Publishers Weekly review of All-American: 45 American Men on Being Muslim

Greetings from Lahore, where I and the family are currently visiting in-laws and trying to stay hydrated.

I’m happy to report that Publishers Weekly has a starred review of the book I recently contributed to, “All-American: 45 American Men on Being Muslim.”

The review:

All-American: 45 American Men on Being Muslim
Edited by Wajahat Ali & Zahra T. Suratwala. White Cloud (PGW, dist.), $16.95 trade paper (238p) ISBN 978-1-935952-59-6

This latest volume in the I Speak for Myself series offers short, readable, personal essays by 45 men on being Muslim in America. Some were born into the faith, others converted, and they are an amazing variety of ethnicities and races. But they are all self-aware, happy with their faith, and as American as every other New York Yankees fan or kid who grew up with Teenage Mutant Ninja Turtles. These men have followed different faith journeys, and their stories introduce readers to the diverse branches within Islam. This simple, friendly, and necessary book belongs on high school and public library shelves. Would it could be required reading for the half of Americans who have an unfavorable view of Islam. (June)


If you care about getting authentic voices out into the national conversation about Islam that showcase the diversity of Islam in America, please pick yourself up a copy and spread the word!


  • Mustafa Howard

    The only problem with such a book is that it ignores the plight of many converts: we have no community, particularly white American men.
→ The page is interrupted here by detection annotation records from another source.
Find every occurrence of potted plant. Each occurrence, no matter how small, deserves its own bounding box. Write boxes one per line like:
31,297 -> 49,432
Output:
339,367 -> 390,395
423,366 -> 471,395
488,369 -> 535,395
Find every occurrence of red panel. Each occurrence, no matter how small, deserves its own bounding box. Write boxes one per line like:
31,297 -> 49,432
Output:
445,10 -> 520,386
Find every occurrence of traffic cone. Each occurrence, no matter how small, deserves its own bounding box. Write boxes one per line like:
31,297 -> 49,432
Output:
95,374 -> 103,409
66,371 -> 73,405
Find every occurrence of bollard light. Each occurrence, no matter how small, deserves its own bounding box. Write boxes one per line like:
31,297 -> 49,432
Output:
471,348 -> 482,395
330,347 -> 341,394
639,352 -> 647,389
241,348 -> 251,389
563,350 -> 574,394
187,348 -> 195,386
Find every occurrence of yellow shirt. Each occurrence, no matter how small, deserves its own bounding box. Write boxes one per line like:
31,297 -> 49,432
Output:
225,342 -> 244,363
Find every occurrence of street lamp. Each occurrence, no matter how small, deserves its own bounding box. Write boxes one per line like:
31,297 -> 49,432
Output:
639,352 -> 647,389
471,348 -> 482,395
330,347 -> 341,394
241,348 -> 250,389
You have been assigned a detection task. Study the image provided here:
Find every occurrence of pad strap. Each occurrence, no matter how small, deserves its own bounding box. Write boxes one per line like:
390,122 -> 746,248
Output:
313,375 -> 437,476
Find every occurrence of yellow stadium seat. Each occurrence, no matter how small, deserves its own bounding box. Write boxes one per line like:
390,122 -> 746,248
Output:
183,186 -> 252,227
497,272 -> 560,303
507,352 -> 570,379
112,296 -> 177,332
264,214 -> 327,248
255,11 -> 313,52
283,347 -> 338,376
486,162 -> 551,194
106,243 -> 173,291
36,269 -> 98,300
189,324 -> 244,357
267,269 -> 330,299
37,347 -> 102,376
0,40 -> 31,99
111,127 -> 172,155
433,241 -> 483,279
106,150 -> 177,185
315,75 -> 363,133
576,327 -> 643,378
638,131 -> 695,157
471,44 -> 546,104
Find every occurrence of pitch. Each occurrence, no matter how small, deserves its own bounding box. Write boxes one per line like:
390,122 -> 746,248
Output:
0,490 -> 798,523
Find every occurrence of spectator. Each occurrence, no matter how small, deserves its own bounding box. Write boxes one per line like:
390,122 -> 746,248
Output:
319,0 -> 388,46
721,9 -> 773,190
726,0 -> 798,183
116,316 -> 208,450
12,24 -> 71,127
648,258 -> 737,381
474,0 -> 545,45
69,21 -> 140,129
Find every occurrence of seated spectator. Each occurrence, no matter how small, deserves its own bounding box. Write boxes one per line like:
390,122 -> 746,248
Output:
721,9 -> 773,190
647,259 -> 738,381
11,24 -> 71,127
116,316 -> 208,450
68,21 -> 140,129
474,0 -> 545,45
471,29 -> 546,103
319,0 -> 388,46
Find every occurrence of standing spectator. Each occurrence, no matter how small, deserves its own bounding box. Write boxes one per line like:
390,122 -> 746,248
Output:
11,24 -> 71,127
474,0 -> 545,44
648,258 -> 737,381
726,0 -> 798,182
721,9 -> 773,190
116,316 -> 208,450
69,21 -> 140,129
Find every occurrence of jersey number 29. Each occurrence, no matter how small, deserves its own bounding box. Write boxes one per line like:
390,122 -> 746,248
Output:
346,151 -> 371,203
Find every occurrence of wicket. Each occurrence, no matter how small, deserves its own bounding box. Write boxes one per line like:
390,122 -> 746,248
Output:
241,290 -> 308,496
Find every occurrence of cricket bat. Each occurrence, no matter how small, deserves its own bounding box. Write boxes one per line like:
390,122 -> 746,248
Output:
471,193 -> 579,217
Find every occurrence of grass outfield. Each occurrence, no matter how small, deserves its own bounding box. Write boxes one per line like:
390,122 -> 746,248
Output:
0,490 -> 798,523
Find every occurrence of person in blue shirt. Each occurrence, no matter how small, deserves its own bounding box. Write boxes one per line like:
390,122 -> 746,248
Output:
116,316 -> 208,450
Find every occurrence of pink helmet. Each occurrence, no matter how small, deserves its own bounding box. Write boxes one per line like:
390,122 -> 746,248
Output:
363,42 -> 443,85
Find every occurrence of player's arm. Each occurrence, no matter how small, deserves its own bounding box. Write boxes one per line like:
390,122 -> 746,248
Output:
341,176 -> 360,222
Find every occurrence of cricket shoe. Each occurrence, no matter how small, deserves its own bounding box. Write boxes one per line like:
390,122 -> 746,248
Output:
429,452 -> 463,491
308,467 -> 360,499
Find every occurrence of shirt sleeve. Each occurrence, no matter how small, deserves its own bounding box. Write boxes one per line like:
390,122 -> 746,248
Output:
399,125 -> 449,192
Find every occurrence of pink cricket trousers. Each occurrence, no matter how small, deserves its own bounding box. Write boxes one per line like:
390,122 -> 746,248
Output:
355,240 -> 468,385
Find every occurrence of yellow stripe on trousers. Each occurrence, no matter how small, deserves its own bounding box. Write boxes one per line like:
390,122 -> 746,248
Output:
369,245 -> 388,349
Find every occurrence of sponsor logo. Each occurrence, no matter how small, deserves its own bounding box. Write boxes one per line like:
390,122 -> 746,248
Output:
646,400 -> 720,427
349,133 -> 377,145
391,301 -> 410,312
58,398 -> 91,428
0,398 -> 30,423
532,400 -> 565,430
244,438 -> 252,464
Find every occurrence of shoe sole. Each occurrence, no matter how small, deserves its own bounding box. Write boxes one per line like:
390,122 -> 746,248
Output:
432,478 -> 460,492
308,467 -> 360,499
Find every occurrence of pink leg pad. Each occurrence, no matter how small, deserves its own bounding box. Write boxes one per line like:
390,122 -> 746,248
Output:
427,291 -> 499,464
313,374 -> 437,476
The immigrant Muslims are so busy enjoying life in America and fighting over who will rule the masjid that they don’t have time to think about real issues.

    Most Americans enter Islam by leaving our families, friends, and living counter-culture to our society. We don’t fit in with Arabic or Urdu speakers, and the Arabic and Urdu speakers quite frankly don’t care. They have their communities. Meanwhile, 85% of American converts end-up leaving the community, and no one cares. So, until the immigrant “muslims” decide to get serious about implementing Islam and thinking about something beside themselves, there won’t be much expansion of Islam into the American population. Then, they will have to answer to Allah why they did not fulfill their purpose, which is to open the door of Islam for all of humanity.

    • Svend White

      Thanks for the great comment, Mustafa. As I know only too well, having grown up feeling out of place in some mosques, you’re right. I don’t have much good to say about the way a lot of mosques are run–though it should be kept in mind that this isn’t something sinister; it’s human nature to be clannish and insular, as you discover in ANY expat community–and for that reason generally prefer (non-Salafi) black mosques. Black Muslims understand that mosques need to be havens for the marginalized, like the black churches they often grew up in.

      However, things ARE improving. Take a look at the Taleef Collective, for example. This exciting project seems to get what we’re talking about. And, more globally within the American Muslim community, I think there is a widespread awareness that the reins need to be passed over to American-born Muslims if they want to keep the youth engaged. Things are improving, and think the appearance of this book is a sign of that welcome trend.

    • darby

      I think you also have the responsibility of integrating withthe greater Musilm community, and make an effort to introduce yourself , ask for support. If you don’t how is the uma going to know you don’t have a support? It is not easy but it can be done.